MEXICO CITY: Authorities in the western Mexican state of Colima said they killed three people suspected in the shooting deaths of two family members of Mexico’s secretary of education on Saturday.
Colima, located on Mexico’s Pacific coast, is one of the country’s most violent states. It recorded the highest homicide rate in Mexico in 2023 and 2024, according to the US State Department.
The local prosecutor’s office said officers killed three suspects in the 4:30 am (1030 GMT) shooting of two women, whom Mexico’s Secretary of Public Education Mario Delgado later identified as his aunt and cousin.

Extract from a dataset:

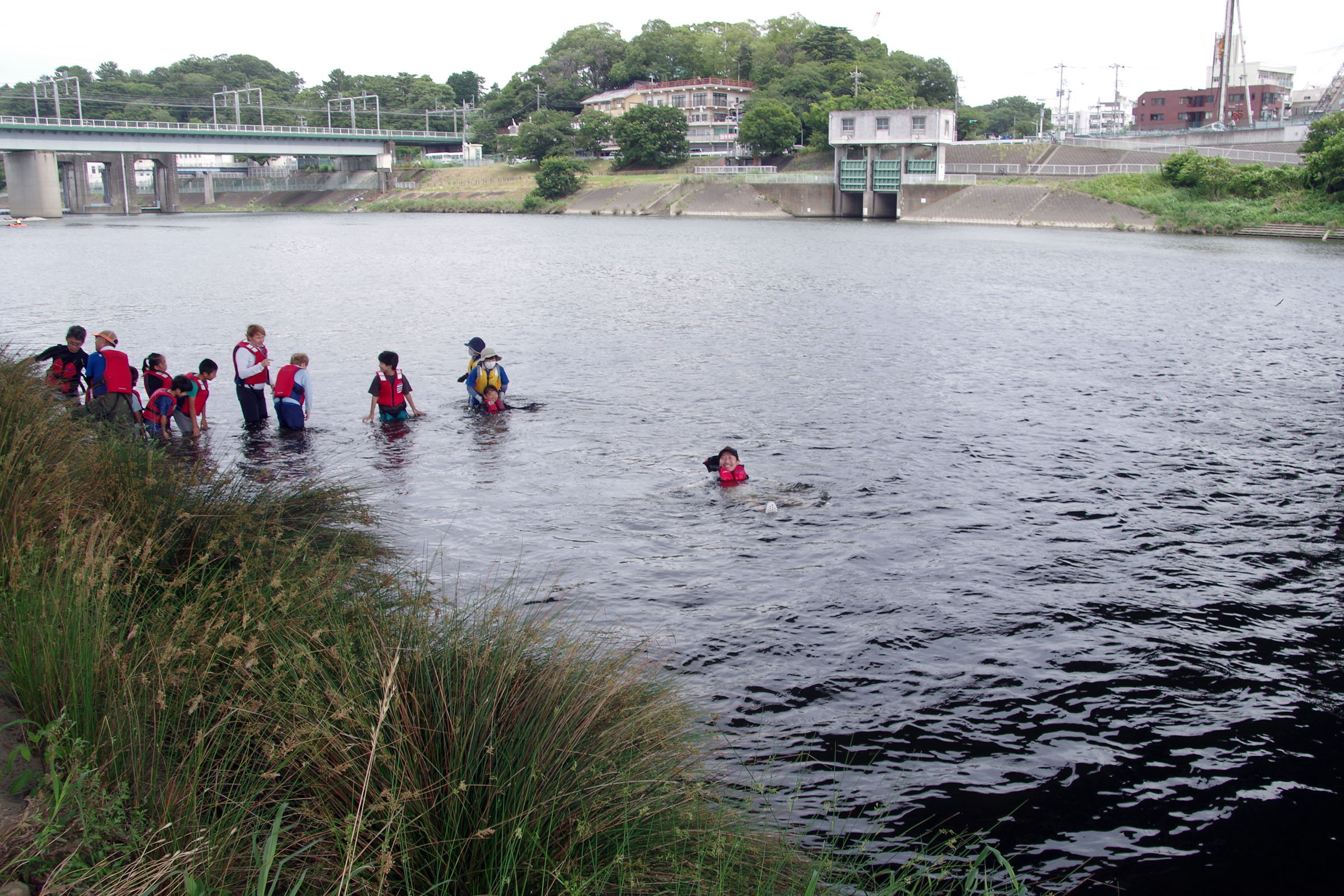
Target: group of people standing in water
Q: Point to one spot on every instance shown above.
(106, 383)
(102, 385)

They did not identify a motive in the shooting or say whether they were searching for other suspects.
“Deep shock, outrage, and sorrow over the events that occurred this morning in Colima, where my aunt Eugenia Delgado and my cousin Sheila were brutally murdered in their home,” Delgado wrote on X on Saturday.
Officials tracked the suspects’ vehicle to a Colima home on Saturday afternoon and killed three people in a gunfight, according to the prosecutor’s office.
Investigators found weapons and clothing in the suspects’ home linked to the double shooting.
Delgado was appointed education secretary by President Claudia Sheinbaum in 2024. He previously served as national president of the ruling Morena party.